Was war passiert? Es ist so, dass Firmenwagen von der Regierung zwar direkt beziehungsweise indirekt bezuschusst werden, dass da aber doch auch eine Steuer für die Nutzer anfällt. Berechnet wird die auf der Grundlage des geldwerten Vorteils, im belgischen Steuerrecht bekannt unter dem Begriff "Vorteil aller Art". Dieser Betrag wird anhand einer komplexen Formel berechnet, die bei einer Reform des Systems vor knapp drei Jahren neu ausgerichtet wurde. Demnach sind zwei Faktoren ausschlaggebend. Erstmal der CO2-Ausstoß des Fahrzeugs an sich. Dann aber auch der durchschnittliche Kohlendioxid-Ausstoß von in Belgien verkauften Neuwagen: Je tiefer der liegt, desto höher wird der geldwerte Vorteil von Firmenwagen veranschlagt, die ausschließlich mit einem Verbrennungsmotor ausgestattet sind. Das heißt also konkret: Je sauberer der belgische Fahrzeugpark wird, desto teurer werden Verbrenner-Firmenwagen für die Nutzer. Auf diese Weise wollte die Regierung den Übergang von der fossilen hin zur Elektromobilität fördern.
Elektrowende
Diese Reform hat sich als ein unglaublicher Erfolg erwiesen, sagte der föderale Finanzminister Vincent Van Peteghem in der VRT. "Hier ist wirklich die Elektrowende in vollem Gange". Ein "unglaublicher Erfolg", der aber offensichtlich in seinem Ausmaß die Regierung überrascht hat. Unerwartet viele Unternehmen haben ihren Mitarbeitern nämlich E-Fahrzeuge zur Verfügung gestellt. Was dann eben dazu geführt hat, dass der durchschnittliche Kohlendioxid-Ausstoß überraschend schnell gesunken ist - mit eben der Folge, dass die Steuer auf Firmenwagen mit Verbrennungsmotor in diesem Jahr eigentlich schon spürbar ansteigen sollte.

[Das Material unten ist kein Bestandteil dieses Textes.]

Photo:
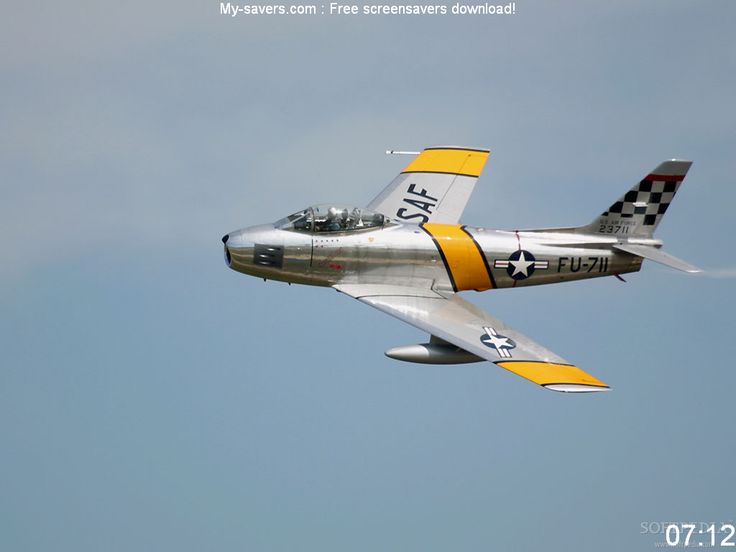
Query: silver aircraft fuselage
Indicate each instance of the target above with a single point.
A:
(445, 257)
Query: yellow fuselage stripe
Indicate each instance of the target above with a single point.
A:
(548, 373)
(447, 160)
(465, 264)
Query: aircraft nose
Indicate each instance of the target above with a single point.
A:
(238, 247)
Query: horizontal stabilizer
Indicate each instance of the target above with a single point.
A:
(657, 255)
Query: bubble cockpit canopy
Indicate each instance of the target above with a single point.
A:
(332, 218)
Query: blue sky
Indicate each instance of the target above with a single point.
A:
(151, 399)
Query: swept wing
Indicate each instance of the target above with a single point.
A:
(461, 323)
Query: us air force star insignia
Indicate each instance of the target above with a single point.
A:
(495, 340)
(521, 264)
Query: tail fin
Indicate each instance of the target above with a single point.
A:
(638, 212)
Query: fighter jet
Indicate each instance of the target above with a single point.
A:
(407, 254)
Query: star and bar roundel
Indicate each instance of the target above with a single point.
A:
(521, 264)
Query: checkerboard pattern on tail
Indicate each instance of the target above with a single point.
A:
(640, 210)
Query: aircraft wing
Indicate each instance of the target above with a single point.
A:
(461, 323)
(434, 187)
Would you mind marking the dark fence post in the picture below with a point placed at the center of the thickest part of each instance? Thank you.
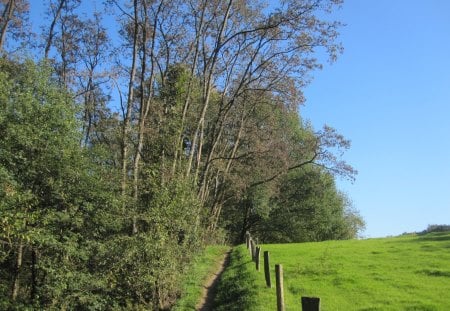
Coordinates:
(247, 239)
(252, 249)
(310, 304)
(258, 251)
(279, 285)
(267, 268)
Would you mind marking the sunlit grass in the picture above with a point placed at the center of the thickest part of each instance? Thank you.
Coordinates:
(201, 268)
(402, 273)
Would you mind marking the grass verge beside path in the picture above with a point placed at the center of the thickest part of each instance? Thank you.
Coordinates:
(406, 273)
(237, 289)
(201, 268)
(402, 273)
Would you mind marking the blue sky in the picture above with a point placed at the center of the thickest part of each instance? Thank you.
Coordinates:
(389, 93)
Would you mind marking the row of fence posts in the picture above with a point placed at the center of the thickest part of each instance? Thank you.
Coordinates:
(308, 303)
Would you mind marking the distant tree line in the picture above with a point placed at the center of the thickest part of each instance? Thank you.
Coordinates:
(135, 133)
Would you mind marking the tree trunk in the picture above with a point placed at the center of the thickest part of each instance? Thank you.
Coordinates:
(16, 276)
(52, 28)
(6, 18)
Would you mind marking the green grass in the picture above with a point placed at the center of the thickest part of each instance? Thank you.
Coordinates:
(237, 289)
(402, 273)
(202, 267)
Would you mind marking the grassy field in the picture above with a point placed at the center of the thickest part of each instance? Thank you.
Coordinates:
(402, 273)
(203, 266)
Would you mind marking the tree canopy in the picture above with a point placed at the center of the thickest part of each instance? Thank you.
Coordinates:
(125, 149)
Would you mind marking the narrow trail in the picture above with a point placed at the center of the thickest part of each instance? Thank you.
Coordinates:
(206, 302)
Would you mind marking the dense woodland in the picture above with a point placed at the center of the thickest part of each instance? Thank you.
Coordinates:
(134, 132)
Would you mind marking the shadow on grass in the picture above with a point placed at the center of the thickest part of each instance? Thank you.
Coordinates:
(236, 288)
(435, 272)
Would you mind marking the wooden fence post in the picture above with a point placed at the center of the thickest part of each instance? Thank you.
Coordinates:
(258, 251)
(279, 285)
(247, 239)
(310, 304)
(267, 269)
(252, 249)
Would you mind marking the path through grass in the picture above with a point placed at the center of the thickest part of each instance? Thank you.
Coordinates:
(402, 273)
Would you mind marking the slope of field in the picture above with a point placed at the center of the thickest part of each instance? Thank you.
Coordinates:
(202, 268)
(402, 273)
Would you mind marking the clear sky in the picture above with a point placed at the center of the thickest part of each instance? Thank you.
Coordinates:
(389, 93)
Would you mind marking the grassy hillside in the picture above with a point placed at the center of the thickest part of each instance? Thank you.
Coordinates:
(201, 268)
(401, 273)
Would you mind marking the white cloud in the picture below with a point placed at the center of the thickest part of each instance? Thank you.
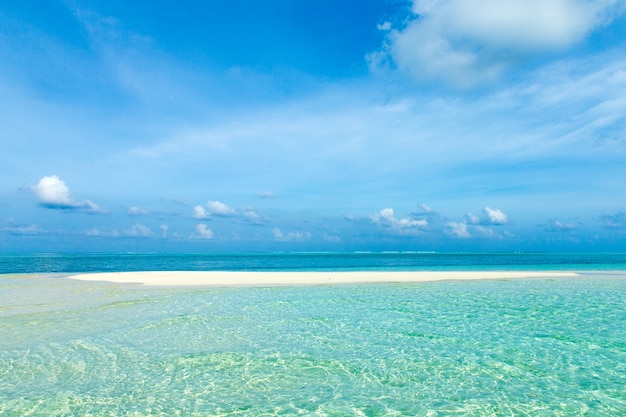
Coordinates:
(32, 229)
(384, 26)
(136, 211)
(615, 221)
(466, 42)
(554, 225)
(494, 216)
(200, 212)
(490, 217)
(387, 219)
(219, 209)
(290, 236)
(203, 232)
(52, 192)
(458, 230)
(251, 216)
(139, 230)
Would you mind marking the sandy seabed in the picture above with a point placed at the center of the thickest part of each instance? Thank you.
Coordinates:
(232, 278)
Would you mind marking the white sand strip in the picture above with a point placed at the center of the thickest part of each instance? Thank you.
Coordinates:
(231, 278)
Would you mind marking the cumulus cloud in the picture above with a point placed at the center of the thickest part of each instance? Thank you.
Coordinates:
(554, 225)
(217, 208)
(290, 236)
(136, 211)
(615, 221)
(139, 230)
(467, 42)
(407, 225)
(475, 226)
(489, 217)
(200, 213)
(203, 232)
(12, 228)
(52, 192)
(458, 229)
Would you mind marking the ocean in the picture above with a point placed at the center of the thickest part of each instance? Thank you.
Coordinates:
(523, 347)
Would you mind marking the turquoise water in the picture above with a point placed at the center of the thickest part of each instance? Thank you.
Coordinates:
(541, 347)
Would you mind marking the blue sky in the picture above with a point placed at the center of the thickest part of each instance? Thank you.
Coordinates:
(447, 125)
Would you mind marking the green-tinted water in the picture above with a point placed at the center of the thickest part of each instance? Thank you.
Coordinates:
(521, 347)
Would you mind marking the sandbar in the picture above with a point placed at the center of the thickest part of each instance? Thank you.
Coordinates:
(253, 278)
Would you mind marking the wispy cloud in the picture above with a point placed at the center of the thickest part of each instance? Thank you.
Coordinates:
(489, 217)
(555, 225)
(219, 209)
(290, 236)
(616, 221)
(387, 220)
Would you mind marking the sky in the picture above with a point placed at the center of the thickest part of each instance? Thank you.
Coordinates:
(276, 125)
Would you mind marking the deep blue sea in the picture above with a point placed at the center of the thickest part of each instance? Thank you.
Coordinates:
(106, 262)
(523, 347)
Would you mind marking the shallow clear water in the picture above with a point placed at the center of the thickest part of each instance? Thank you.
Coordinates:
(518, 347)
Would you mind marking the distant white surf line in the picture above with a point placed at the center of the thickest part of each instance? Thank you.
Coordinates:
(281, 278)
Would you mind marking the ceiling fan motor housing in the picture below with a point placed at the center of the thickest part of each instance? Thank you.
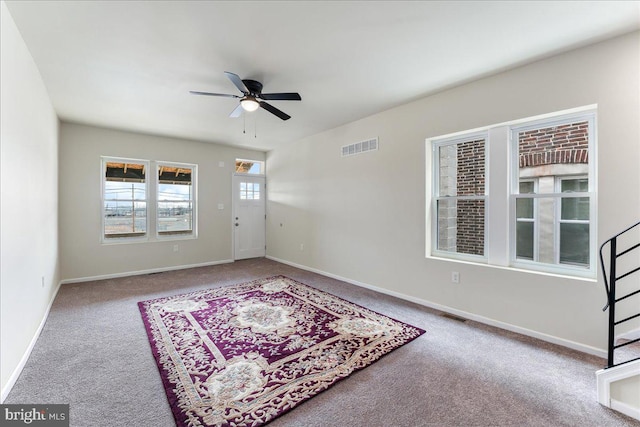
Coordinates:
(253, 86)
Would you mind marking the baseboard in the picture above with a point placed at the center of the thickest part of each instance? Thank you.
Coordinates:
(141, 272)
(471, 316)
(629, 335)
(23, 361)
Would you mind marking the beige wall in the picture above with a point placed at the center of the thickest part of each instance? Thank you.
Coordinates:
(363, 217)
(82, 253)
(29, 201)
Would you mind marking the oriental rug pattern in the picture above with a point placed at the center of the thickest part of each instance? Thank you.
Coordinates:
(244, 354)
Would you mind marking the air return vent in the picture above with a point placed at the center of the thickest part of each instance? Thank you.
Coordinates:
(360, 147)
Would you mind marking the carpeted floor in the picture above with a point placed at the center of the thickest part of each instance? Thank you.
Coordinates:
(93, 353)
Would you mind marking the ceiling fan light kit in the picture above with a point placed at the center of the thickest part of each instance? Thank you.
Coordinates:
(252, 97)
(249, 103)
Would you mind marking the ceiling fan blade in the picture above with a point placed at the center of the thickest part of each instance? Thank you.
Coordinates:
(237, 112)
(237, 81)
(290, 96)
(195, 92)
(273, 110)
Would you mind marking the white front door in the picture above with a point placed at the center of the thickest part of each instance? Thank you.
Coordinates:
(249, 219)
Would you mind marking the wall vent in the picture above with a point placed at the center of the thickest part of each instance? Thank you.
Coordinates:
(360, 147)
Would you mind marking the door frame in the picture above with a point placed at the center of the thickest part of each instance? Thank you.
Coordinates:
(234, 207)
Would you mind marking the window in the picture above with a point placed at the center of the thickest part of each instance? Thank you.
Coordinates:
(460, 195)
(252, 167)
(175, 199)
(538, 212)
(554, 154)
(124, 198)
(526, 222)
(133, 204)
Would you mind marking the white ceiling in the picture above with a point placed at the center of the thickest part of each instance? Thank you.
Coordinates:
(130, 65)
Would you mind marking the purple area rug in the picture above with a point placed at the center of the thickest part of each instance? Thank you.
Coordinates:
(244, 354)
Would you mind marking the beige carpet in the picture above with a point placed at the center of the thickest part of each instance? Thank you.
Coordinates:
(94, 354)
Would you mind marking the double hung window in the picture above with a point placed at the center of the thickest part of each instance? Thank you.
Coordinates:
(124, 198)
(135, 202)
(175, 199)
(461, 196)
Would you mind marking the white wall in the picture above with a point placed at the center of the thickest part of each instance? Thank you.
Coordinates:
(82, 253)
(363, 217)
(29, 201)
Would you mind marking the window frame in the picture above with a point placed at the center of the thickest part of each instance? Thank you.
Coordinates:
(124, 237)
(176, 235)
(435, 191)
(588, 115)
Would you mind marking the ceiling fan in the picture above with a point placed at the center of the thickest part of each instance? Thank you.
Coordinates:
(252, 97)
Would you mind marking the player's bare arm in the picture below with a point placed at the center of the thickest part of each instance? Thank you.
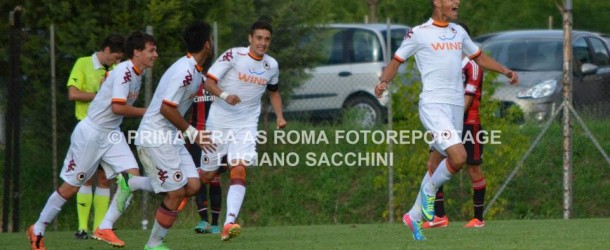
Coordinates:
(491, 64)
(126, 110)
(202, 138)
(386, 76)
(75, 94)
(276, 102)
(211, 85)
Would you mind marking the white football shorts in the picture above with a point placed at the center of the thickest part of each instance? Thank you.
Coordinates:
(168, 166)
(443, 122)
(92, 146)
(238, 144)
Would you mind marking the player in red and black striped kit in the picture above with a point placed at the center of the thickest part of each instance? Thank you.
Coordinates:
(199, 113)
(472, 75)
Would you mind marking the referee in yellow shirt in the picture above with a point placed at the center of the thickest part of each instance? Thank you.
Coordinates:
(85, 80)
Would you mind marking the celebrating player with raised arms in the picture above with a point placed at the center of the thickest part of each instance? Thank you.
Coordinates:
(239, 77)
(97, 140)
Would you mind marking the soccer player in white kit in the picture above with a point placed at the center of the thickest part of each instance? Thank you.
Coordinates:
(160, 135)
(438, 46)
(239, 77)
(97, 139)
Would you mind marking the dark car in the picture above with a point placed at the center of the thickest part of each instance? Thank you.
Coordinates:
(537, 55)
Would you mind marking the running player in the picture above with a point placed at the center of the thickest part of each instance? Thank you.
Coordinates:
(84, 82)
(473, 85)
(239, 77)
(438, 46)
(97, 139)
(199, 114)
(165, 159)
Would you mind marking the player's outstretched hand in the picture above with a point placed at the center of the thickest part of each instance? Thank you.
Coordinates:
(233, 100)
(204, 141)
(281, 123)
(380, 88)
(514, 77)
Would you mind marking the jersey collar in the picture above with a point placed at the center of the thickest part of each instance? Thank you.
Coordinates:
(96, 62)
(135, 69)
(440, 24)
(253, 56)
(465, 61)
(198, 67)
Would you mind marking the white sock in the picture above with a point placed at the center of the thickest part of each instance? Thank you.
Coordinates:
(48, 213)
(235, 197)
(85, 190)
(102, 191)
(113, 214)
(140, 183)
(157, 235)
(415, 212)
(440, 176)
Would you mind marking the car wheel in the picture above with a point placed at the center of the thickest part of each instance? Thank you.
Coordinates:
(368, 110)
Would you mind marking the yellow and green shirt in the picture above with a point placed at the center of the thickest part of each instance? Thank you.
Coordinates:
(87, 76)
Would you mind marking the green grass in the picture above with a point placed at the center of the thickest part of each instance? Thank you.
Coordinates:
(509, 234)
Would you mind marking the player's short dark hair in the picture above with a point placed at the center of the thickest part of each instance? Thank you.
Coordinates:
(114, 42)
(261, 24)
(464, 26)
(196, 35)
(137, 41)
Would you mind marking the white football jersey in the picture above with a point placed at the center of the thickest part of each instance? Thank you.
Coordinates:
(177, 88)
(122, 86)
(240, 73)
(438, 49)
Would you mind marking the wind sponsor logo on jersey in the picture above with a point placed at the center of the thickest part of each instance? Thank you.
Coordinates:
(446, 46)
(187, 79)
(206, 97)
(71, 166)
(133, 95)
(162, 175)
(247, 78)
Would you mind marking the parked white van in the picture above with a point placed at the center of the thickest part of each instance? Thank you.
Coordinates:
(353, 57)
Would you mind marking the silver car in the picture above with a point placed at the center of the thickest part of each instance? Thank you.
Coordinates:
(352, 59)
(537, 55)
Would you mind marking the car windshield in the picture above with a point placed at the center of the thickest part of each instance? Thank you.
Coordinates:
(527, 54)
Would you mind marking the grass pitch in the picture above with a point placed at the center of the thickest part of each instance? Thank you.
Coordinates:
(513, 234)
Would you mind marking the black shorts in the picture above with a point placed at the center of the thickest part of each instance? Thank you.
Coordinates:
(471, 137)
(195, 152)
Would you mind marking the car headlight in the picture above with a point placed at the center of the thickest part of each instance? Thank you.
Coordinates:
(543, 89)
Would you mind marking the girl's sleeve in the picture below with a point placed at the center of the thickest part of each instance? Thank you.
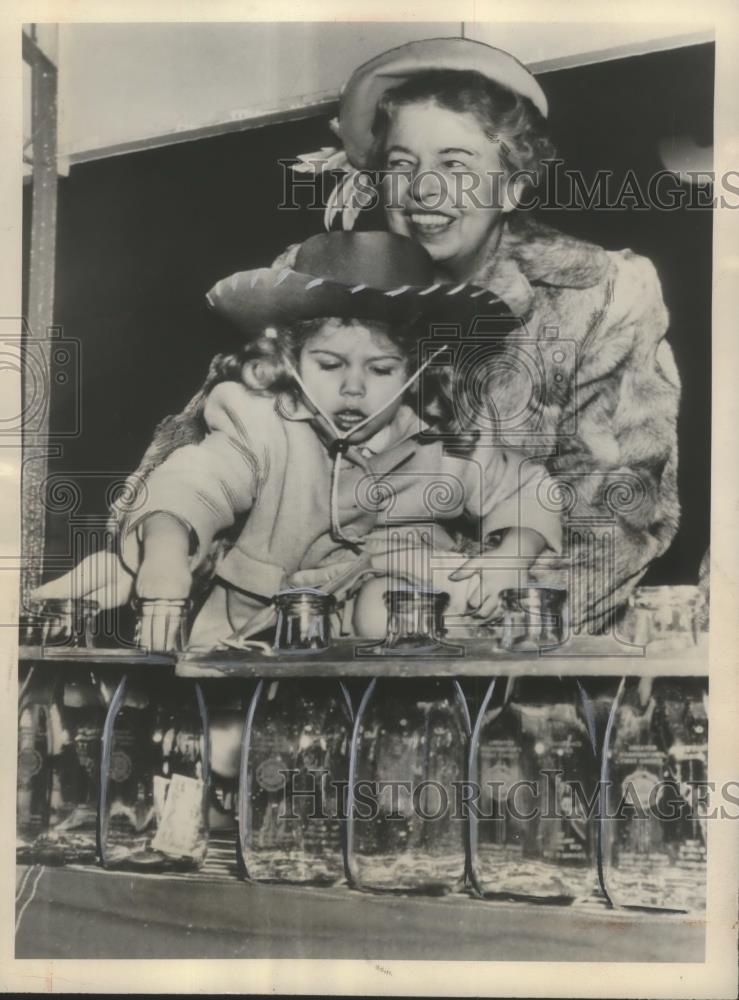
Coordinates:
(617, 472)
(207, 485)
(507, 489)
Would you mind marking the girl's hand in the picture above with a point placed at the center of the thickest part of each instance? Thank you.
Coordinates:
(164, 575)
(164, 571)
(514, 554)
(101, 577)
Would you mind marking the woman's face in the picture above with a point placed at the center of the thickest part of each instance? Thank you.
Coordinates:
(351, 369)
(445, 187)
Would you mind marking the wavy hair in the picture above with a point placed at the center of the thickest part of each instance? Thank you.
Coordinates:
(263, 365)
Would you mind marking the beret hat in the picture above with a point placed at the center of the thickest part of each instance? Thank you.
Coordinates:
(368, 83)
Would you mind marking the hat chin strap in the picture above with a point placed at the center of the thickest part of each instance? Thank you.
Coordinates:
(341, 438)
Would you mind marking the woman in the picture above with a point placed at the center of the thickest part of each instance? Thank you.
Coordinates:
(587, 382)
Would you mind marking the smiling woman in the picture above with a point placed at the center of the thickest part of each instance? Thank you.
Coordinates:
(586, 381)
(457, 151)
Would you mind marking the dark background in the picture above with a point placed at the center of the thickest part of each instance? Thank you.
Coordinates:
(142, 237)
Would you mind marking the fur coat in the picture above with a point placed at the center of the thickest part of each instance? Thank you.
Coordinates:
(587, 383)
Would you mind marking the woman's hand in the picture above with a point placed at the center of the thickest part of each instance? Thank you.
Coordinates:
(515, 554)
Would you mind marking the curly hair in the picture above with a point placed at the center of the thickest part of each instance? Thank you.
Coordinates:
(263, 365)
(505, 116)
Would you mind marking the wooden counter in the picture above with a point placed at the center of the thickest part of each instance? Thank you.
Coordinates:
(584, 656)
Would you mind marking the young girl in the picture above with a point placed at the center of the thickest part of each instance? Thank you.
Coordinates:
(334, 433)
(457, 131)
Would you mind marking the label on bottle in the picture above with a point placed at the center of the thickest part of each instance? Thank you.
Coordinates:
(30, 763)
(180, 832)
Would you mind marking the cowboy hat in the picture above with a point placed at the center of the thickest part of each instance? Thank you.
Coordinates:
(369, 82)
(370, 275)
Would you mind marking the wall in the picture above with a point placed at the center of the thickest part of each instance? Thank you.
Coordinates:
(126, 85)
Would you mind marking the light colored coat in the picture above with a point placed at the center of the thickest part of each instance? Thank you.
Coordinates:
(589, 383)
(262, 467)
(604, 417)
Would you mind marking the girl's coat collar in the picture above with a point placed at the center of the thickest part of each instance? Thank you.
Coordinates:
(535, 254)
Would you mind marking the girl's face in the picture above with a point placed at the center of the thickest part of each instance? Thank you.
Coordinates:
(351, 368)
(446, 187)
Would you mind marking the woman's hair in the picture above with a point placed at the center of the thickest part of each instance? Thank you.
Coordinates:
(506, 117)
(263, 365)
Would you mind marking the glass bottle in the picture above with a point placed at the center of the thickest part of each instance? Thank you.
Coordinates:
(654, 849)
(533, 758)
(405, 828)
(155, 775)
(293, 781)
(303, 620)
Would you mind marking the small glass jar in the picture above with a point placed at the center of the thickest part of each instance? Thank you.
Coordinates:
(533, 618)
(665, 618)
(162, 624)
(60, 622)
(303, 620)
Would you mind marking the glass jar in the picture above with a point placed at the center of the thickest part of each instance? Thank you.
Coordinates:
(533, 618)
(162, 624)
(406, 826)
(533, 758)
(303, 620)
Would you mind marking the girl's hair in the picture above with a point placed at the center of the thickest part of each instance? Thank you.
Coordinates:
(506, 117)
(262, 365)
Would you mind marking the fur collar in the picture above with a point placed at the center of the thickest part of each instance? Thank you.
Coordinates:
(531, 253)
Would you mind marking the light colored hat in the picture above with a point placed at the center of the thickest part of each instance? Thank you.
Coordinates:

Für die Regierung wäre das natürlich ein denkbar unglückliches Timing gewesen, was man also vermeiden wollte. Das sei aber kein reines Steuergeschenk, betonte Van Peteghem. Im Grunde hätte es sich hier nämlich um eine "künstliche" Steuererhöhung gehandelt. Zwei Faktoren spielen hier eine Rolle. Eben die überraschend schnell verlaufende Elektrowende, dann aber auch eine veraltete Berechnungsgrundlage bei der Erhebung des CO2-Ausstoßes. Bislang sei es nämlich so, dass die Emissionen bislang auf der Grundlage des NEDC-Standards ermittelt wurden, aussagekräftiger sei aber das neue WLTP-System. Die Korrektur, die Van Peteghem vornehmen wollte, beschränkt sich im Wesentlichen eben auf den Übergang zu diesem neuen Emissionsstandard.
Gerechtigkeit
Hier gehe es nicht um irgendwelche Zugeständnisse, um den Wählern zu gefallen, sondern schlichtweg auch um Gerechtigkeit. Denn viele hätten noch gar nicht die Möglichkeit gehabt, auf ein Elektrofahrzeug umzusteigen. Wenn man diesen Menschen jetzt eine Steuererhöhung aufs Auge gedrückt hätte, dann wäre das schlichtweg nicht in Ordnung gewesen. Wenn man den Übergang hin zu einer klimafreundlichen Gesellschaft hinbekommen will, dann müsse man vor allem eins vermeiden: Frust. Damit die Transition erfolgreich ist, müsse man die Menschen vielmehr "mitnehmen".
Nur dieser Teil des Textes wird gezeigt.